According to an industry source, the Chinese companies that chartered the 747 freight planes for the 2017 Chinese New Year market financially hurt the US and Canadian companies that had previously done the marketing and shipping for that holiday.
“Because there’s not much lift to China on commercial flights out of Halifax, said exporter Robert Behrman, of Boston Lobster Company, “normally they would have to put [the lobster] on a truck and truck it to Toronto or Montreal and fly out of there.” He said having to truck the lobster that far that adds days to the shipment. But for the first time ever the Chinese chartered entire freight planes for this year’s New Year holiday. By chartering a plane, Behrman said, they got a much lower freight rate, and because they weren’t trucking the product from Nova Scotia to Toronto or Montreal, the travel time was less for the lobster, so they get a better result. “If they didn’t have enough lobsters to make a flight, they would offer the extra available space to other dealers,” Behrman said. “As a result it kind of put us in a bind. They had a lower freight rate than we did, so they undercut us.

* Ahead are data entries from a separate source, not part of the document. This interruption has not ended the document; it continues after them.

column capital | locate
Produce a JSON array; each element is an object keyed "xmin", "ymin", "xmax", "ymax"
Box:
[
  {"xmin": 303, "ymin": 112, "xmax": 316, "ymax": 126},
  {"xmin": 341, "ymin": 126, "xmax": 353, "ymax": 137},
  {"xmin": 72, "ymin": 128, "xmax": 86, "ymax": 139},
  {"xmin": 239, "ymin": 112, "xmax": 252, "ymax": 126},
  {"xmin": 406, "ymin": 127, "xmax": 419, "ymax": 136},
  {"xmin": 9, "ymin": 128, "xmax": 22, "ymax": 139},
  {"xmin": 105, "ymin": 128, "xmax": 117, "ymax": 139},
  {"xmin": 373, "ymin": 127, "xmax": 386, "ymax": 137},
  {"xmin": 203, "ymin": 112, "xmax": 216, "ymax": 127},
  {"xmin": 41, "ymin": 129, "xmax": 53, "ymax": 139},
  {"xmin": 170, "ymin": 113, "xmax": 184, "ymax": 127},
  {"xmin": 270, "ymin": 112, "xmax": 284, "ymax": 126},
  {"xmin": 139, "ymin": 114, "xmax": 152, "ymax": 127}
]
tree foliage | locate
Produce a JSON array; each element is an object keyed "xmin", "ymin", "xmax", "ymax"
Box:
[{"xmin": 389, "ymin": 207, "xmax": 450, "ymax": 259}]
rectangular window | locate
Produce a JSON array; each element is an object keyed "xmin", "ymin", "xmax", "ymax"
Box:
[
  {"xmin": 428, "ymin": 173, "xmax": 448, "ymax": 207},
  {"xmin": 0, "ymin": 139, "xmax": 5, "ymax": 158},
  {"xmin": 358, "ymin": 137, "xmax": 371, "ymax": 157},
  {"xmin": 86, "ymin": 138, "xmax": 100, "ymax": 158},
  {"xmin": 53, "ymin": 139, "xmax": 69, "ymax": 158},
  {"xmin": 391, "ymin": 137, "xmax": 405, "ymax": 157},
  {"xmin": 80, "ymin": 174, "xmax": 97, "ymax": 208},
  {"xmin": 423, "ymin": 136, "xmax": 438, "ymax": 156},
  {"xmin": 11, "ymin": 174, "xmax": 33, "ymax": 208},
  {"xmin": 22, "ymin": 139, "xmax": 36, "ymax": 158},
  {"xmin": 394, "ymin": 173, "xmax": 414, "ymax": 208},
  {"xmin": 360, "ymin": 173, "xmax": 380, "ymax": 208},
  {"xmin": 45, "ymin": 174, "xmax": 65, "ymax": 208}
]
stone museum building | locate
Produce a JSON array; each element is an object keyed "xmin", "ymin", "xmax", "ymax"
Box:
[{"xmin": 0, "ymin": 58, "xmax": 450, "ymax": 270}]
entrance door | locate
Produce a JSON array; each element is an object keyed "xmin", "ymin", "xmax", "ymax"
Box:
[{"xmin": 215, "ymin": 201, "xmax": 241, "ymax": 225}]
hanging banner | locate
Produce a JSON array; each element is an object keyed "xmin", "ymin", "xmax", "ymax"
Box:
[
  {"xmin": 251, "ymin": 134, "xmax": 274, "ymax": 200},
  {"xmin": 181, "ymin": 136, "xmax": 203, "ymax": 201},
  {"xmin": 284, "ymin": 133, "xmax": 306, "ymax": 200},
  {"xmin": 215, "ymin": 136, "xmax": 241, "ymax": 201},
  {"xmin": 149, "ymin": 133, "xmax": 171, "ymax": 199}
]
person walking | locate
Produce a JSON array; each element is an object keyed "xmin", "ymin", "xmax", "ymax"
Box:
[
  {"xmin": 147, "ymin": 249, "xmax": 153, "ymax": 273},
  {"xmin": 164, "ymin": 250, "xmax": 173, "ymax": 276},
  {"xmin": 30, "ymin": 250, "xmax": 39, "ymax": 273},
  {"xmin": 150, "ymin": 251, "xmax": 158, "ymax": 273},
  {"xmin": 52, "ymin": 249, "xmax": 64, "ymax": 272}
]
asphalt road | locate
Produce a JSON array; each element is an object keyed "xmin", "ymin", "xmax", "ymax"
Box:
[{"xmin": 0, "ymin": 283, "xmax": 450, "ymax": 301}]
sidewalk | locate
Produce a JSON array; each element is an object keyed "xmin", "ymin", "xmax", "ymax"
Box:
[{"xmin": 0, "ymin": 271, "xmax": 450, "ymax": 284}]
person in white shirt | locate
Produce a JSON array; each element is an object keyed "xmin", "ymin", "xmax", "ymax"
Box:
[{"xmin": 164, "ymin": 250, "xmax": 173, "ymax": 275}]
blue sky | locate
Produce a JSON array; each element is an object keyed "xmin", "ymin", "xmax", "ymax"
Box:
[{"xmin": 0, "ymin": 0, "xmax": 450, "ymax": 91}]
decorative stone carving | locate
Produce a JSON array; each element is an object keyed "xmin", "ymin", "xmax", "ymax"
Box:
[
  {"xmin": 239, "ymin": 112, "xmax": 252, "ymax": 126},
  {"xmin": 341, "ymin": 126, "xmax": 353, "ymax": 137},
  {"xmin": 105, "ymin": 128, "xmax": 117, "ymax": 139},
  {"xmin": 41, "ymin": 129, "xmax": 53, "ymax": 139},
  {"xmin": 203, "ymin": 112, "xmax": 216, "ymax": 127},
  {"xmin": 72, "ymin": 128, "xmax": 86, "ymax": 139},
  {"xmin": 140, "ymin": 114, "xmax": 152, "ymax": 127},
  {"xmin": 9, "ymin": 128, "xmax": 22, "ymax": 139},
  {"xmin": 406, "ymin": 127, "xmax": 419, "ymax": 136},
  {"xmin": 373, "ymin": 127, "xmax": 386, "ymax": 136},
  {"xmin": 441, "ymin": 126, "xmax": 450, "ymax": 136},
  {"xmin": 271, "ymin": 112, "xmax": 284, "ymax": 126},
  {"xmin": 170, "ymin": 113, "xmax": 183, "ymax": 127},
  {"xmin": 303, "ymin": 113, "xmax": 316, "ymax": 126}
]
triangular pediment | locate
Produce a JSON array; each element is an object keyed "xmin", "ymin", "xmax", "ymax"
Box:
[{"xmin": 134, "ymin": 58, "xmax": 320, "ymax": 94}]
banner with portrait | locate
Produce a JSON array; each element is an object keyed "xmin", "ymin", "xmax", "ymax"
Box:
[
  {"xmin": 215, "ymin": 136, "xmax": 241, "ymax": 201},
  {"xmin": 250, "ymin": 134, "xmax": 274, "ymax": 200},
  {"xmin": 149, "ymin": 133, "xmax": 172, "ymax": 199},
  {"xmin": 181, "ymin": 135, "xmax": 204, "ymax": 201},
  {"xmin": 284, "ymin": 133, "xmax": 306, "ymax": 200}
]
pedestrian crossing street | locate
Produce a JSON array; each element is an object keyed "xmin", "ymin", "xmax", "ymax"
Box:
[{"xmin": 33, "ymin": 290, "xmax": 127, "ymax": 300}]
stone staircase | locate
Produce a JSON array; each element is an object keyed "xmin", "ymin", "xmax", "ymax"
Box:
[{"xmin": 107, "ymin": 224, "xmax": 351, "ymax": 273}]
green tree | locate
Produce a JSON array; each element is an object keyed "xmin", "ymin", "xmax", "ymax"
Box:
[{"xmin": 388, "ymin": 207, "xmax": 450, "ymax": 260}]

“They had the lower freight rate,” he said, “and they had a lower exchange rate; so it was just more economical for them. We got our butts kicked. They wanted us to sell for—they asked us to drop 75 cents to a dollar per lb. We couldn’t do it because there was no mark-up.

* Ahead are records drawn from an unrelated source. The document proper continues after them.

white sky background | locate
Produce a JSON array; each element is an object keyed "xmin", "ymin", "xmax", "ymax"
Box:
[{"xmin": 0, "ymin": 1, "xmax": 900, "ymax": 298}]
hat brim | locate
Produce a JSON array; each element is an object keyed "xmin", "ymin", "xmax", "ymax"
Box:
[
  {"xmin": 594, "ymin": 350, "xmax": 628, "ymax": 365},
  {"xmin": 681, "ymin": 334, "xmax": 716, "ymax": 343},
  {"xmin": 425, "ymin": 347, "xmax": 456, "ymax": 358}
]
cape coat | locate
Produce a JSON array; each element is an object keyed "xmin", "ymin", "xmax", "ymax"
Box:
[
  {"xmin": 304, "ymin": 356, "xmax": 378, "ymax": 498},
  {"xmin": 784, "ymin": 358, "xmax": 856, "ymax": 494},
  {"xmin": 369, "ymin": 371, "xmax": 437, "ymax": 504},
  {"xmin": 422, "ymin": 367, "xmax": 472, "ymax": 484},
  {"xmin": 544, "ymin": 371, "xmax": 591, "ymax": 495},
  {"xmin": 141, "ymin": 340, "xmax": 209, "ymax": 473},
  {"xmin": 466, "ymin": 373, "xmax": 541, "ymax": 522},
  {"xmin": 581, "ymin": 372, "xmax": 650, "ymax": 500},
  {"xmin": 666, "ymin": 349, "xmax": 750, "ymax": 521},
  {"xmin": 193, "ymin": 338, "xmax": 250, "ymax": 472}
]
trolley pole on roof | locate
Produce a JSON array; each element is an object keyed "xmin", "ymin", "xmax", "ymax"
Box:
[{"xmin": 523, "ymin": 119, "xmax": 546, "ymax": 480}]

“We probably got 25 percent of what we would normally get [for the holiday business],” Behrman said.. And like other US and Canadian lobster companies who ordinarily do very well in the Chinese New Year market, Behrman’s company couldn’t sell for the price the Chinese asked. “It would have been like selling for a much lower than normal margin, so it wasn’t worth it. You know,” he said, “with 36- to 40-hour flights, a lot of things can go wrong, what with snowstorms and everything else. It wasn’t worth our while to take the risk for 15 or 20 cents. We did not miss this lost business because the US domestic business was strung also.”
“It’s a huge market,” the Boston exporter explained. “During the [New Year] holiday I’m relatively certain that China probably uses more than we think. “He said five 747s flew from Halifax to China over the New Year holiday. Those five alone carried over 1 million lbs. of Canadian lobster. Behrman did not know how many lbs. flew out of Toronto or Montreal.
And like US lobster exporters, a Canadian live lobster exporter reported that Canadian lobster and seafood companies feel very threatened by the Chinese companies that have set up shop in Canada. “The five or six that have been established in Canada were built from the ground up,” he said. “They are engaged in the full range of the lobster business from buying to end user. Two of the six are processors.” That the standard of living in the two countries is so different also gives the Chinese a decided financial advantage.